A new United Nations report released Monday showed that the world drug problem is being contained, with a minor decline in global opium production and the cocaine production being stabilized.
In an annual report issued on the International Day against Drug Abuse and Illicit Trafficking, the UN Office on Drugs and Crime (UNODC) said that global opium production fell 5 percent in 2005 while cocaine production was broadly stable. Seizures of both drugs, especially cocaine, reached record highs.
Consumption of cannabis, the most widely used illicit drug, continued to increase while the market for amphetamine-type stimulants stabilized, according to the report. Africa is growing in importance for trans-shipments of cocaine and heroin to Europe.

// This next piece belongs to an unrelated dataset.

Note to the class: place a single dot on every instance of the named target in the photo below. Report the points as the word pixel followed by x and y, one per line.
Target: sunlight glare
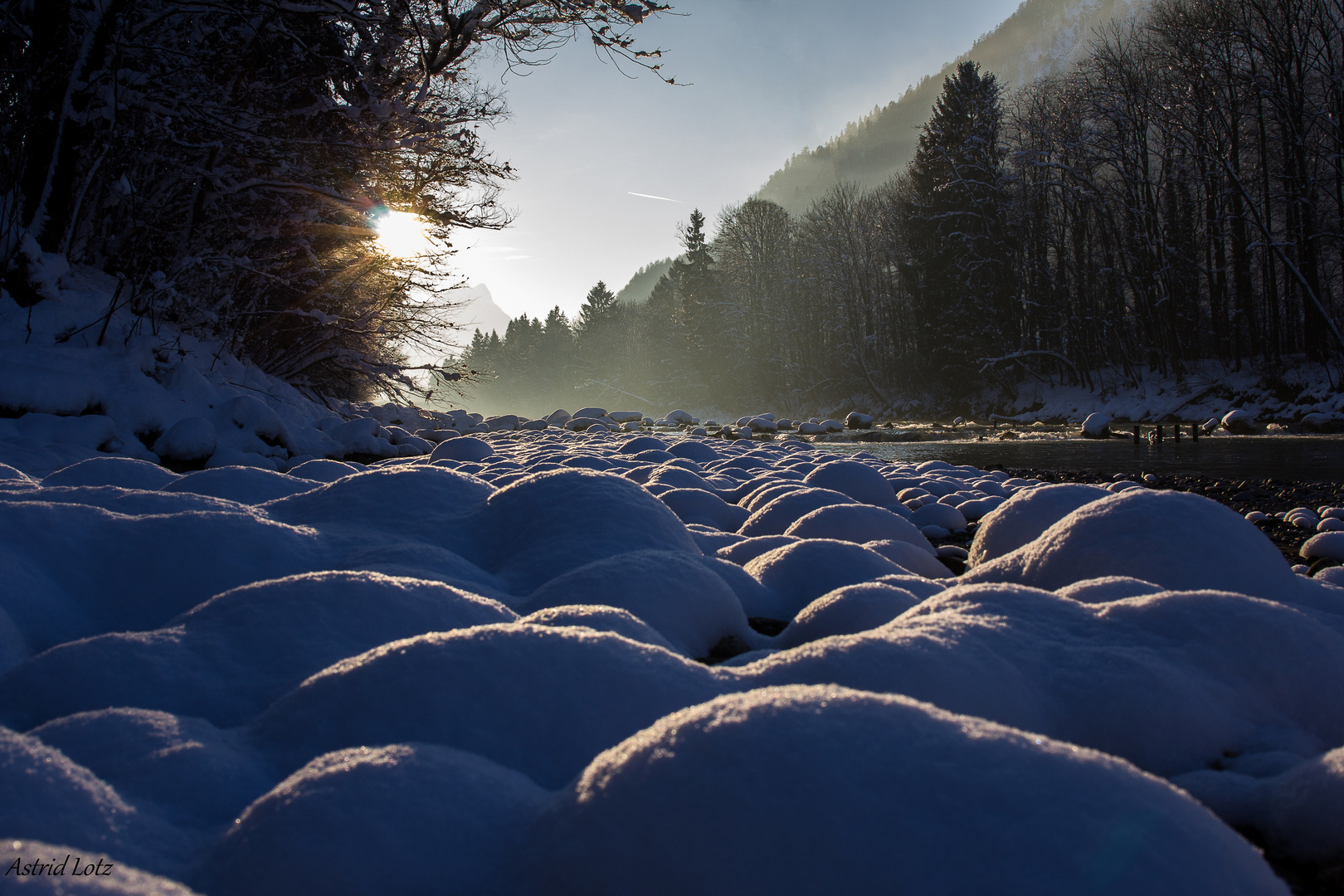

"Drug control is working and the world drug problem is being contained," UNODC Executive Director Antonio Maria Costa said in presenting the report, noting that trends in the global drugs market were moving in the right direction but governments needed to step up their efforts to reduce both supply and demand.
"This is true whether we look over the long term or even just over the past few years. Humanity has entered the 21st century with much lower levels of drug cultivation and drug addiction than 100 years earlier," he said.
"Even more importantly, in the past few years, worldwide efforts to reduce the threat posed by illicit drugs have halted a quarter century-long rise in drug abuse that, if left unchecked, could have become a global pandemic."